Tymczasem okazało się, że najprawdopodobniej SN nie skorzysta z żadnej z zaproponowanych lokalizacji. Bo choć w Kancelarii I Prezesa SN wybranych zostało kilka takich ofert, to obecnie priorytetowo traktowana jest możliwość umiejscowienia nowych izb, a przynajmniej izby kontroli nadzwyczajnej, w budynku Sądu Okręgowego przy ul. Ogrodowej.
– Możliwość taka pojawiła się już po wysłaniu zapytania ofertowego. Z gmachu wyprowadza się bowiem Sąd Okręgowy dla Warszawy Pragi. Planowany odbiór nowej siedziby to koniec lipca. W sądzie okręgowym zwolni się więc przestrzeń odpowiadająca potrzebom nowych izb Sądu Najwyższego – mówi Krzysztof Michałowski.

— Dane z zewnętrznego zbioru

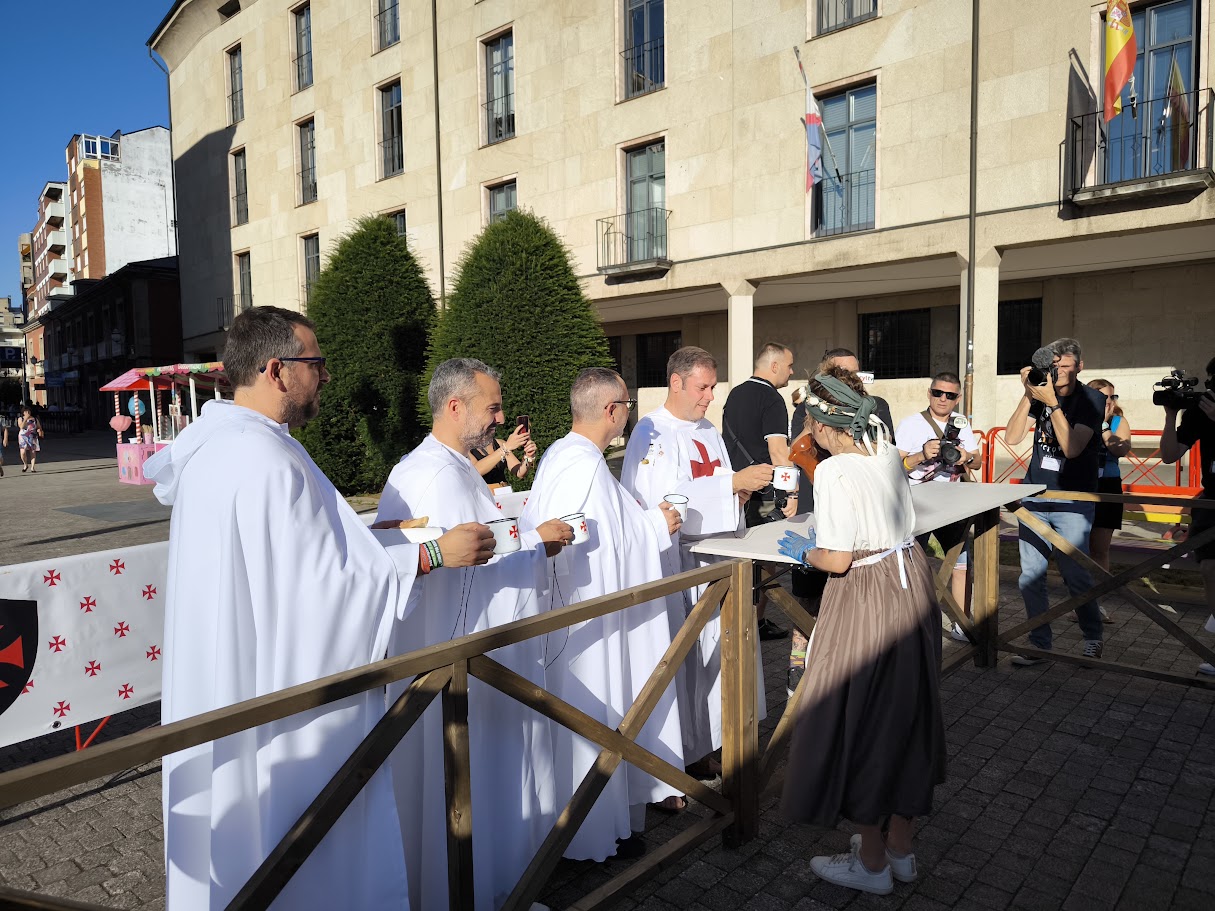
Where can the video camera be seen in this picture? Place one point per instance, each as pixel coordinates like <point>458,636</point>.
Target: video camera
<point>1179,391</point>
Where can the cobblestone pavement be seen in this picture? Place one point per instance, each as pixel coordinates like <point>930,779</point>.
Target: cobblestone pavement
<point>1067,787</point>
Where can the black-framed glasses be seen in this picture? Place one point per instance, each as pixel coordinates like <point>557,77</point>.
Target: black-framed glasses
<point>317,361</point>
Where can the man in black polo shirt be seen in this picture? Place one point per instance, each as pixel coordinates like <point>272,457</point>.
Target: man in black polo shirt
<point>1197,426</point>
<point>755,425</point>
<point>1066,418</point>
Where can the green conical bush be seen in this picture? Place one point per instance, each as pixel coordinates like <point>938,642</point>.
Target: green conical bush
<point>373,311</point>
<point>516,305</point>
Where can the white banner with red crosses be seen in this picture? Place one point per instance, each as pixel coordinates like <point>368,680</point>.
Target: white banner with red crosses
<point>96,646</point>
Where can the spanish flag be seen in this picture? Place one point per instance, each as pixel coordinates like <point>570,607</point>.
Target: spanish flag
<point>1119,55</point>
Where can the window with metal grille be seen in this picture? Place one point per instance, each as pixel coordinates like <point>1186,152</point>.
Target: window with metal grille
<point>236,86</point>
<point>1019,333</point>
<point>499,88</point>
<point>897,344</point>
<point>653,352</point>
<point>303,17</point>
<point>502,199</point>
<point>391,140</point>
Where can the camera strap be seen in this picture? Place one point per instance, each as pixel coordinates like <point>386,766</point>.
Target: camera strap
<point>941,435</point>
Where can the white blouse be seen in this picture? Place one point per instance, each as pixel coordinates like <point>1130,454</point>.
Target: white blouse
<point>863,502</point>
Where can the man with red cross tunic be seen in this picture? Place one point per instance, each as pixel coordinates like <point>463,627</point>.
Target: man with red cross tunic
<point>676,451</point>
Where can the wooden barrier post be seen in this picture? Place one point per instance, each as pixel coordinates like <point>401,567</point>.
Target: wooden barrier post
<point>740,731</point>
<point>985,600</point>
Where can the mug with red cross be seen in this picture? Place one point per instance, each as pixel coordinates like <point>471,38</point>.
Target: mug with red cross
<point>506,535</point>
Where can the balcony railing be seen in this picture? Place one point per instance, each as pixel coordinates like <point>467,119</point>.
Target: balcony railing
<point>644,68</point>
<point>388,26</point>
<point>391,157</point>
<point>1146,142</point>
<point>236,106</point>
<point>845,203</point>
<point>832,15</point>
<point>633,241</point>
<point>308,186</point>
<point>499,118</point>
<point>239,209</point>
<point>227,309</point>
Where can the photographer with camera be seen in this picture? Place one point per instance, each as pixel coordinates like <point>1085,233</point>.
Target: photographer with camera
<point>938,445</point>
<point>1066,418</point>
<point>755,425</point>
<point>1175,394</point>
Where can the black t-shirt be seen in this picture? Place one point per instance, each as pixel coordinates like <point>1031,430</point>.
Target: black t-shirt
<point>1084,407</point>
<point>753,412</point>
<point>1197,428</point>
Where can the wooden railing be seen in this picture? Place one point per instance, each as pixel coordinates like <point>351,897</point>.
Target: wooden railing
<point>442,672</point>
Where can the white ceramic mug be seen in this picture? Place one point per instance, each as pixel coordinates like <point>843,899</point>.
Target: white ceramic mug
<point>681,504</point>
<point>506,536</point>
<point>784,477</point>
<point>578,522</point>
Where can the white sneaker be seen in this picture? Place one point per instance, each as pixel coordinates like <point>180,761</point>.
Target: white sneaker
<point>847,870</point>
<point>902,869</point>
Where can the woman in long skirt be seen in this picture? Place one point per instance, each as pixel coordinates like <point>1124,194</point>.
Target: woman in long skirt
<point>869,742</point>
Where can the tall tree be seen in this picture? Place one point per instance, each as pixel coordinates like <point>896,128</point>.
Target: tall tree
<point>516,305</point>
<point>373,311</point>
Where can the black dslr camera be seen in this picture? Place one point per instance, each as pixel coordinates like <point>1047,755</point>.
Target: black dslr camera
<point>950,450</point>
<point>1179,391</point>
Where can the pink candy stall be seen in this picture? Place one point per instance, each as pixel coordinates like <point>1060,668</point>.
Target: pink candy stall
<point>142,431</point>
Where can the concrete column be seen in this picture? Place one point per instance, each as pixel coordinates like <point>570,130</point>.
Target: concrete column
<point>740,313</point>
<point>984,406</point>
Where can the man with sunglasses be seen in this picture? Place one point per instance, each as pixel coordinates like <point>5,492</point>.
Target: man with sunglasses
<point>273,581</point>
<point>919,440</point>
<point>1066,419</point>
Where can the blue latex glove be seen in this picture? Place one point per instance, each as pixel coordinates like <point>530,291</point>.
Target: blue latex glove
<point>795,545</point>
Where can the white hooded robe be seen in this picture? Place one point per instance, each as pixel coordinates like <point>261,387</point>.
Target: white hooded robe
<point>602,665</point>
<point>273,581</point>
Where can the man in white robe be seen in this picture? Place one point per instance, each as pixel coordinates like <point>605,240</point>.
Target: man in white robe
<point>602,665</point>
<point>509,745</point>
<point>674,450</point>
<point>272,582</point>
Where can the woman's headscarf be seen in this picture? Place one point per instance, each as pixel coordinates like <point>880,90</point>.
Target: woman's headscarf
<point>853,413</point>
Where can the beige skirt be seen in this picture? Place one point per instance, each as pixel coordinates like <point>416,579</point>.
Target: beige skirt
<point>869,740</point>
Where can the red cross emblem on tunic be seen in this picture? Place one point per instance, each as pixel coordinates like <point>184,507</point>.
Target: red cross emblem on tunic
<point>705,467</point>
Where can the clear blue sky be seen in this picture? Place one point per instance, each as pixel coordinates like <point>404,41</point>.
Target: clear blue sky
<point>68,67</point>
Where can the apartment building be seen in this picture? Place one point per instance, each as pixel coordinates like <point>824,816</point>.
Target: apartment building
<point>666,143</point>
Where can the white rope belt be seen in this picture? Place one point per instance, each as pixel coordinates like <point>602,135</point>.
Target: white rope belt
<point>898,550</point>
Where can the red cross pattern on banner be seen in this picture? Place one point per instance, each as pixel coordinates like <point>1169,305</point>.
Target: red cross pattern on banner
<point>80,639</point>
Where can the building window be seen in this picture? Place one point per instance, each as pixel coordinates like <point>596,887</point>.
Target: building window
<point>645,222</point>
<point>303,20</point>
<point>1019,333</point>
<point>239,188</point>
<point>653,352</point>
<point>308,162</point>
<point>243,282</point>
<point>236,86</point>
<point>502,199</point>
<point>311,245</point>
<point>1158,135</point>
<point>391,143</point>
<point>499,89</point>
<point>644,46</point>
<point>897,344</point>
<point>388,23</point>
<point>845,199</point>
<point>834,15</point>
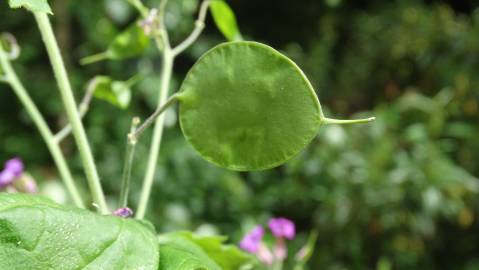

Dodając, że rozmowy z kierownictwem sądu okręgowego są w toku i zapewne do końca maja zostaną podjęte konkretne decyzje.
Władze SN uważają, że biorąc pod uwagę powagę instytucji, lokalizacja w gmachu sądu okręgowego z oczywistych względów byłaby najkorzystniejsza. Odchodzi koszt najmu (byłoby to użyczenie) czy adaptacji na potrzeby SN.
Nie bez znaczenia jest też niezbyt duży dystans od głównej siedziby Sądu Najwyższego, a także to, że nowa izba przy ul. Ogrodowej mogłaby funkcjonować od późnej jesieni lub początku zimy, czyli wcześniej, niż byłoby to możliwe w wynajmowanych lokalizacjach.
Tym sposobem część SN wróciłaby do gmachu, w którym ten sąd funkcjonował do 1999 r.
Nie wiadomo natomiast, gdzie będzie ostatecznie usytuowana izba dyscyplinarna.
– Decyzje w tym zakresie wykraczają poza nasze kompetencje. Zdecyduje o tym prezes tej izby – informuje Krzysztof Michałowski.